American journalist and author (born 1949)

Willie Drye (born October 22, 1949) is an American journalist and non-fiction author. He has published three books and is a contributing editor for National Geographic News. His work also has appeared in The Washington Post, The Globe and Mail, and other national and regional publications. He currently serves as the president of the Washington County Waterways Commission.

== Early life and education ==

Drye was born on October 22, 1949, in Albemarle, North Carolina. He participated in athletics at North Stanly High School and won a local award for sports writing in 1967.

Drye attended Mitchell Community College in Statesville, North Carolina, later serving as a medic in the US Army. After being honorably discharged, he attended Belmont Abbey College for one semester before gaining admission to the University of North Carolina at Chapel Hill where he studied English and Journalism.

== Journalism ==
Following the 2002 publication of his first book, Storm of the Century: The Labor Day Hurricane of 1935, Drye began writing for National Geographic News. Storm of the Century was the basis for the documentary film Nature’s Fury: Storm of the Century, which premiered in 2006 on the History Channel. Drye served as the film's primary narrator.

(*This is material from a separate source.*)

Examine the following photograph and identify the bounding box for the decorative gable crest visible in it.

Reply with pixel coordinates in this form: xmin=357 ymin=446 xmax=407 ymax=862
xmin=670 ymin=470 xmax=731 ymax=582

In August 2005, Drye wrote a series of articles for National Geographic News examining the immediate effects of Hurricane Katrina. He also wrote about the hurricane's environmental and political impacts for The Washington Post and the History News Network.

Drye has been a guest on radio talk shows, including WLRN in Miami and WUNC in Chapel Hill.

== Books ==

Drye's first book, Storm of the Century: The Labor Day Hurricane of 1935, was published by National Geographic Books in 2002. It was well received by reviewers.

Drye's second book, Images of America: Plymouth and Washington County, was published by Arcadia Publishing in 2014.

Drye's third book, For Sale—American Paradise: How Our Nation Was Sold an Impossible Dream in Florida, was published by Lyons Press in 2015. It tells the story of the Florida land boom of the 1920s. The book received positive reviews.

== Honors and awards ==

- In 2007, Drye received the Charlie Award for Best Public Service Coverage from the Florida Magazine Association.
- In 2016, his third book, For Sale—American Paradise: How Our Nation Was Sold an Impossible Dream in Florida, won a silver medal for Best Nonfiction-Southeast Region from the Independent Publisher Book Awards.